How to create a Job

A job is a software component that runs a finite task for a certain time to completion. Jobs are useful for running experiments, such as model training and data pipelines, or other kinds of large computations and batch-oriented tasks. We suggest migrating data processing or model training scripts from the workspace into jobs, once the scripts are ready for production usage. This makes it simple to rerun and schedule your production-ready data pipelines and model trainings.

Minimum Requirements

A job is required to be implemented as a Docker container that is expected to run a finite task that returns a successful or failed exit code after completion. Furthermore, we advise that the job image adheres common docker standards and best practices.

Status Codes

Your job should return the right status code once it is finished. A status code of 0 means the job succeeded.
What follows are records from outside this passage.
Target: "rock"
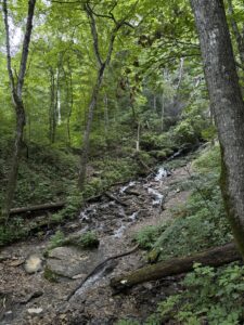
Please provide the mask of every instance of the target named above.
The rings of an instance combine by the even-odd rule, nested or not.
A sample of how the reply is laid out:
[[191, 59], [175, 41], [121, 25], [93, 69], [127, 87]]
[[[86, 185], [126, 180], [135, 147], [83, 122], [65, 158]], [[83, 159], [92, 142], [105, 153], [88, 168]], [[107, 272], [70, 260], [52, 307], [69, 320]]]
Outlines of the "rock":
[[20, 266], [22, 264], [24, 264], [25, 260], [24, 259], [16, 259], [16, 260], [12, 260], [11, 262], [9, 262], [8, 264], [10, 266], [16, 268]]
[[42, 259], [39, 255], [30, 255], [24, 263], [24, 269], [28, 274], [36, 273], [42, 270]]
[[43, 311], [42, 308], [29, 308], [27, 309], [27, 312], [30, 314], [30, 315], [39, 315], [41, 314]]
[[53, 274], [74, 280], [80, 274], [86, 276], [102, 258], [99, 249], [87, 251], [76, 247], [56, 247], [49, 252], [47, 268]]

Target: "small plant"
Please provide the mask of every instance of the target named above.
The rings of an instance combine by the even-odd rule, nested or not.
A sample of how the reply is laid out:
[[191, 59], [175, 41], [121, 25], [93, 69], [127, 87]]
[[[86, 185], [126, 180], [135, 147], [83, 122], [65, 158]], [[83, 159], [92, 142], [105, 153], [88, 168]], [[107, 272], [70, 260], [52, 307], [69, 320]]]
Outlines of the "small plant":
[[143, 249], [153, 248], [158, 236], [163, 232], [163, 226], [149, 225], [141, 229], [138, 233], [134, 234], [134, 240]]
[[184, 290], [160, 302], [156, 315], [179, 324], [243, 324], [243, 280], [244, 266], [215, 270], [195, 263], [181, 283]]
[[48, 246], [48, 250], [63, 246], [65, 243], [65, 235], [62, 231], [57, 231], [52, 237]]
A status code different to 0 means, the job failed.

Since we only require the job to be a Docker container, there are no technological restrictions on how the task is implemented (e.g. python/bash/java script).

Default Configuration

If a connection to an ML Lab instance is required, the job should make use of the following set of environment variables that are automatically passed to the job if started from ML Lab:

Variable Description Default
LAB_ENDPOINT Endpoint URL of an ML Lab instance. (optional)
LAB_API_TOKEN API Token to access the REST API of an ML Lab instance. (optional)
LAB_PROJECT Specified project of an ML Lab Instance. (optional)

The lab python client and the lab java client will automatically use those environment variables to initialize a connection to Lab.

Best Practices

We have a few best practices which we recommend to apply for developing your jobs:

  • Always specify container parameters with default values directly inside the Dockerfile (ENV EXAMPLE=example)
  • Prefix internal environment variables that should not be changed with an underscore (_RESOURCE_PATH)
  • If the container has data that needs to be persisted put them int the /data folder (this is the default folder to be mounted).
  • Use default stdout for logging as explained in the Docker documenation.
  • If possible, use Ubuntu as base image.

Job Deployment

To be able to deploy a job to Lab or any other Docker/Kubernetes infrastructure, the job image needs to be pushed to an accessible Docker registry such as Docker Hub.

ML Lab

The easiest way to run a job in an ML Lab instance is via the Jobs UI by providing the job image and, optionally, a name and parameters (environment variables):

Deploy Job UI

Besides single-run execution, a job can also be scheduled using the UNIX CRON definition. A scheduled job will run at approximately the given time, with a possible delay of seconds/minutes.

As an alternative, you can also use the POST /lab/projects/{project}/jobs REST API method of Lab to programmatically run or schedule a job.

Deploy Job API

Additionaly, you can also use the Python client to deploy a job to any Lab instance as shown below:

from lab_client import Environment
env = Environment(project="<LAB_PROJECT>",
                  lab_endpoint="<LAB_ENDPOINT_URL>",
                  lab_api_token="<LAB_API_TOKEN>"
                 )

from lab_client.handler.lab_job_handler import LabJobConfig, LabJobHandler
job_handler = LabJobHandler(env)

# Configure the job
demo_job = LabJobConfig(
    image="<YOUR_JOB_DOCKER_IMAGE>",
    name="my-job",
    params= {
        "EXAMPLE_PARAMETER": "example"
    }
)

# Run the job. To run the job in background, set check_status to False.
job_handler.run_job(demo_job, check_status=True)

Docker Infrastructure

Since the job is just a normal Docker container, you can run it on any Docker infrastructure via docker run and provide the required parameters via --env:

docker run -d --env EXAMPLE_PARAMETER=example <YOUR_JOB_DOCKER_IMAGE>

Kubernetes Infrastructure

For Kubernetes, please refer to this guide.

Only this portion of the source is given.